But the problem is that you’ll give yourselves reasons to not do 1,2 or 3. So here’s 1,2, and 3, along with the excuses you’ll make not to do them.
1. GET BABYSITTERS: Leaving your kid with a sitter is a big step. First of all, finding a good sitter takes energy and initiative, both of which will be in short supply. Then there’s the worry factor. While it’s normal to doubt your own competence to be a parent, it’s a nightmare to doubt the competence of hired help since you’re not there to see what’s going on and your child may be too young to tell you.
As author Anne Lamott puts it, “You’ll want to sit outside the house in a rocking chair, with a gun laid across your lap, like Granny Clampett, to protect your baby. And you really won’t be able to because life is out there prowling around like a wolf and it’s going to drive you nuts.”
Live with the anxiety and don’t let it stop you from finding a good sitter—or better yet, two. Some couples line up someone who comes regularly on Saturday nights, or, alternatively, on a weekday, so they can meet their partner for dinner after work. Keep in mind that the longer you resist finding a good, reliable babysitter and separating from your child, the more difficult it will become. Avoidance only makes fear grow.

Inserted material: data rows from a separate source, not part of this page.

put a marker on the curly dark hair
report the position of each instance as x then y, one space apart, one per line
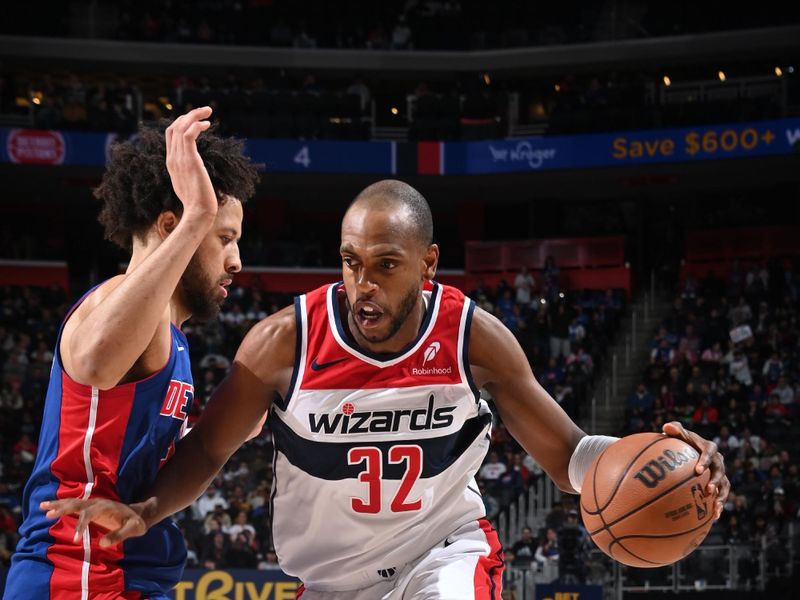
136 187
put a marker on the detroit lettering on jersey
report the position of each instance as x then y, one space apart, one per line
350 421
177 400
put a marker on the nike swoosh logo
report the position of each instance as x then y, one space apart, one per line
319 366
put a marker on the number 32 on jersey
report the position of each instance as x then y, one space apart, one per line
372 475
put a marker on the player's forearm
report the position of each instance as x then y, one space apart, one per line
181 481
116 333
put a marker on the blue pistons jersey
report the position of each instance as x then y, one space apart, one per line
103 444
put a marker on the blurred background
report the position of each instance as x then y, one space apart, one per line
616 180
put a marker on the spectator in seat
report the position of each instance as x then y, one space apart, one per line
547 552
785 392
559 332
524 285
712 355
524 549
209 501
492 471
551 279
773 368
739 369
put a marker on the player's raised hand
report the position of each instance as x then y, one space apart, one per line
121 520
710 458
189 177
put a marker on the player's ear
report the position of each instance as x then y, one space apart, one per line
167 221
431 261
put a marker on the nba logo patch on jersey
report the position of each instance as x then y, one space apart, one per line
431 352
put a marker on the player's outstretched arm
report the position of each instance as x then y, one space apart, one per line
531 415
102 344
542 427
262 367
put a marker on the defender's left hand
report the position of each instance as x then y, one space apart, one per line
710 458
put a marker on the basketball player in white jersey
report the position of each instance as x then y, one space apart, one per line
379 429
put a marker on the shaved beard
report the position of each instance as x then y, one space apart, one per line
396 320
199 292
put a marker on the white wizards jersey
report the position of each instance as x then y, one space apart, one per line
375 454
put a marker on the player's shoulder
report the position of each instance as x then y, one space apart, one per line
486 326
93 297
274 333
491 343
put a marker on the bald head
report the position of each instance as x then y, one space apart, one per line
401 198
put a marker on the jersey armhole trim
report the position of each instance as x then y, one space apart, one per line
463 347
300 350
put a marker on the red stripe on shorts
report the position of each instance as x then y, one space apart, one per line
489 570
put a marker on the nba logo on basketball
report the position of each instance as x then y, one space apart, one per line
699 501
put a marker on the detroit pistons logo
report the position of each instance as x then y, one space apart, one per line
428 356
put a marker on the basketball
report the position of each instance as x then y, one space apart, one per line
643 503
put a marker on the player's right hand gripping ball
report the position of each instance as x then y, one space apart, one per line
643 503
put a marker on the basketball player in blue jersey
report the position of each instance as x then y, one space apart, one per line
379 429
121 382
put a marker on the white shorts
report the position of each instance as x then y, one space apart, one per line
468 565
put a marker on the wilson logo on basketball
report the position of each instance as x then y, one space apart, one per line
654 471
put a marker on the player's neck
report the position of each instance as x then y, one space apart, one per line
178 313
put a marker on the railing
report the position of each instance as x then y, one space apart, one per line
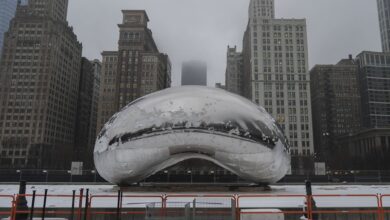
191 176
82 206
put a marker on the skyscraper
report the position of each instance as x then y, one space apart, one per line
374 77
336 105
7 12
234 76
194 73
369 148
384 24
135 70
84 140
40 73
276 56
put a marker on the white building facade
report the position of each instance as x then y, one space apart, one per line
280 80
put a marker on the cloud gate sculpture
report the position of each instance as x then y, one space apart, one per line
165 128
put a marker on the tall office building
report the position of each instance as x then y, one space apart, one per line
384 23
40 71
369 148
194 73
7 12
276 56
234 76
336 105
135 70
107 90
97 70
83 138
374 77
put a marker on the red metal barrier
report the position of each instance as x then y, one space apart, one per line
38 210
265 196
12 204
377 207
384 206
197 196
343 210
95 197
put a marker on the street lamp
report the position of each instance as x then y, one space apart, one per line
190 172
94 175
166 172
71 176
47 174
212 172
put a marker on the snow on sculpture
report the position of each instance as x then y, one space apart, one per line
191 122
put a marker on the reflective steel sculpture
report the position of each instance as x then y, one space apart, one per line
192 122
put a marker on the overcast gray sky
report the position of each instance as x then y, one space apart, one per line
202 29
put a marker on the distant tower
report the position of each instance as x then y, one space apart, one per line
194 73
40 73
275 54
374 77
384 18
7 12
136 69
336 104
234 77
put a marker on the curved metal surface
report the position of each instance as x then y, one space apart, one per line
164 128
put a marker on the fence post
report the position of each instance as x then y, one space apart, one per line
80 203
72 209
86 204
21 202
118 208
32 206
44 205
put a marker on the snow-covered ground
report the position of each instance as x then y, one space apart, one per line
324 198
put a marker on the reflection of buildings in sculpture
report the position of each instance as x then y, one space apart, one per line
136 69
185 123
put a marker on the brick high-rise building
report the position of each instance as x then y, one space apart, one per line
276 57
85 133
374 77
135 70
336 105
40 72
384 24
7 12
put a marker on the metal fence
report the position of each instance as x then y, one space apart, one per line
83 206
190 176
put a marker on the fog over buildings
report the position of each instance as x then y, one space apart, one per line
201 29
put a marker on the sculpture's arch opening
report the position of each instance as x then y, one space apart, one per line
195 170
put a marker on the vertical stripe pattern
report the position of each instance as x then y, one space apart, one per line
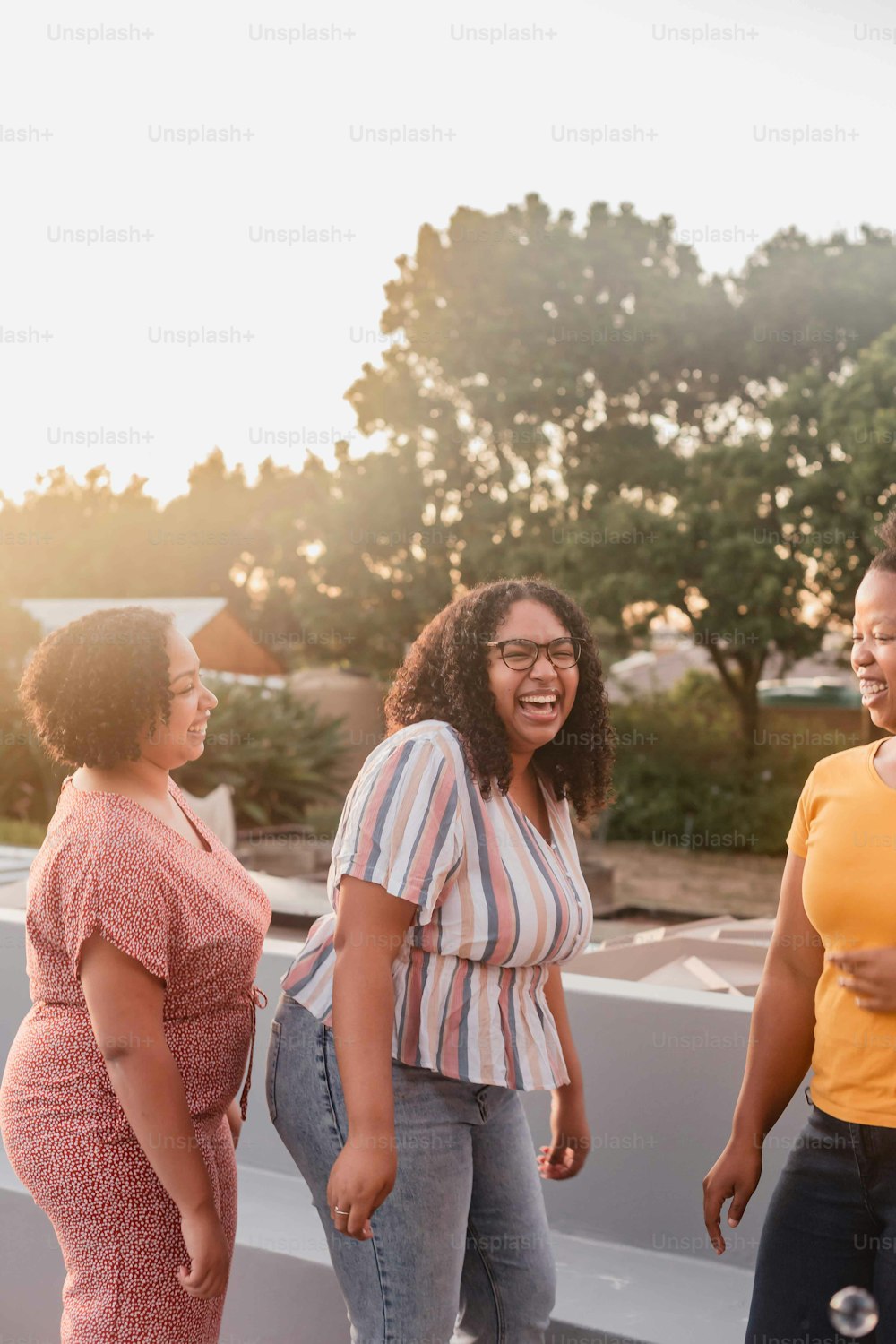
495 906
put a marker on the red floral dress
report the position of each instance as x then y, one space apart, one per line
195 918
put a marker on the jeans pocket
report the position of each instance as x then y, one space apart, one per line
271 1073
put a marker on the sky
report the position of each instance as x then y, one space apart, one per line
347 126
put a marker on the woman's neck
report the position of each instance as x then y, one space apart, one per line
134 779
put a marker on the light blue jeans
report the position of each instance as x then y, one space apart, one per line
461 1250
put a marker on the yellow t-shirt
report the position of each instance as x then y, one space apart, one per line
845 828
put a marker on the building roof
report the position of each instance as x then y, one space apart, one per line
191 613
654 672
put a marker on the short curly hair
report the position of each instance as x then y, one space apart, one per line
96 683
445 676
885 559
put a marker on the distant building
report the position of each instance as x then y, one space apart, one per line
673 653
222 642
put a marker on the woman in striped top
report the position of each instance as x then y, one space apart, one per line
408 1027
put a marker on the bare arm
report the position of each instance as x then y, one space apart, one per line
125 1004
783 1018
556 1003
778 1054
570 1142
370 932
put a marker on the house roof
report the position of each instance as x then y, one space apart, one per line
191 613
650 672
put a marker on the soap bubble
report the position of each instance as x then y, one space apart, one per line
853 1311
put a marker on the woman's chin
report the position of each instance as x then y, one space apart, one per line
884 718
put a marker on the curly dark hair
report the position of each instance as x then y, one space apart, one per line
96 683
885 559
445 676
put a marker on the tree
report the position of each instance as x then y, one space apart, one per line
565 390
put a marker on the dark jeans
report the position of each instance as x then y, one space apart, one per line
831 1225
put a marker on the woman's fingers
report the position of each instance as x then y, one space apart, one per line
712 1202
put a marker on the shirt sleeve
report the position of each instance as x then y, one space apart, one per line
402 824
798 833
115 890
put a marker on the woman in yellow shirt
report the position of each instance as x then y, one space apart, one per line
828 997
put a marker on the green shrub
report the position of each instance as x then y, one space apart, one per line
681 777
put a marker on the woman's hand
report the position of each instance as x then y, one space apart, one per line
869 975
207 1250
360 1179
735 1176
234 1120
570 1142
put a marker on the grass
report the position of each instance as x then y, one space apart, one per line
26 833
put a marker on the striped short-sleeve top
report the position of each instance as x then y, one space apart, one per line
497 906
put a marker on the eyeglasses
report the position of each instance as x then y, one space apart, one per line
521 655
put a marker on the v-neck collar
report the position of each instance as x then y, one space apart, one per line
549 844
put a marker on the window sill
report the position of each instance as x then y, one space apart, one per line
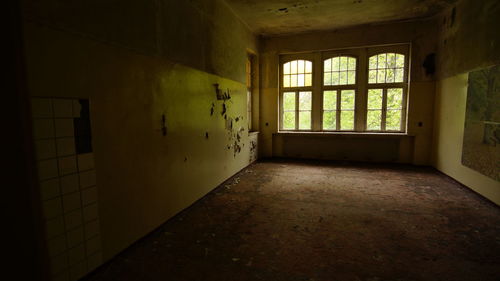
342 134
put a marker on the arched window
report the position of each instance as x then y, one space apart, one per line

2. GO ON A DATE: Once you have a sitter, you actually need to go on a date. Expect to have enormous resistance to this idea. First of all, you’re too tired to go out—you’d rather just go to sleep. . Second, money is probably tight so it seems more logical to rent a video and watch it at home when the kids are asleep. Third, you may not want to go out with your partner, just the two of you, like you did before the first child came along. What do you have to say to each other that isn’t child-related? What did you talk about anyway, before the baby came?
Just do it. It is important to occasionally go to a restaurant, a real movie theater, a free cultural event, or some other activity you enjoyed before you became parents. It doesn’t matter if you have a ho-hum time, or end up arguing about the expense of the meal, because that’s normal and you need to overcome your resistance to scheduling dates. You might even see what happens if you decide in advance to not talk about your child or child-related topics, or anything on the family to-do list.
Not to push you, but perhaps it’s best not to wait until your kid is filling out college applications before you realize that you and your partner forgot to go on a date.
3. GIVE YOUR PARTNER ALONE TIME, AWAY FROM YOU AND KIDS: Whatever age your kids are, it’s very important you give each time off from family life. Again, you won’t want to, because family time is important and you don’t have enough of that. Still, give it a try. You’ll be closer as a couple if you support each other doing individual fun things apart from the family. Plus, your kids will be closer to both of you if they have the opportunity to have alone time with each of you.
You can probably add to this list of how to try to shore up your depleted energy reserves so that you have something left over for each other. Getting kids to bed an hour earlier makes a big difference. Resisting withdrawal into your favorite technology helps, as does resisting the cultural pressure to have your child participate in more than one extra school activity. Finding someone who can clean your house-- even once a month--also makes a surprising difference, as can springing for a hotel room without kids every once in a while. Scheduling fifteen minutes a day to shmooze with your partner (No complaints or to-do list) can change everything if you stick to it like a sacred pact.
The hard part (beyond economics) is actually doing these things. Don’t be like the man who lies shivering in bed but is too tired to get up and go find himself a blanket.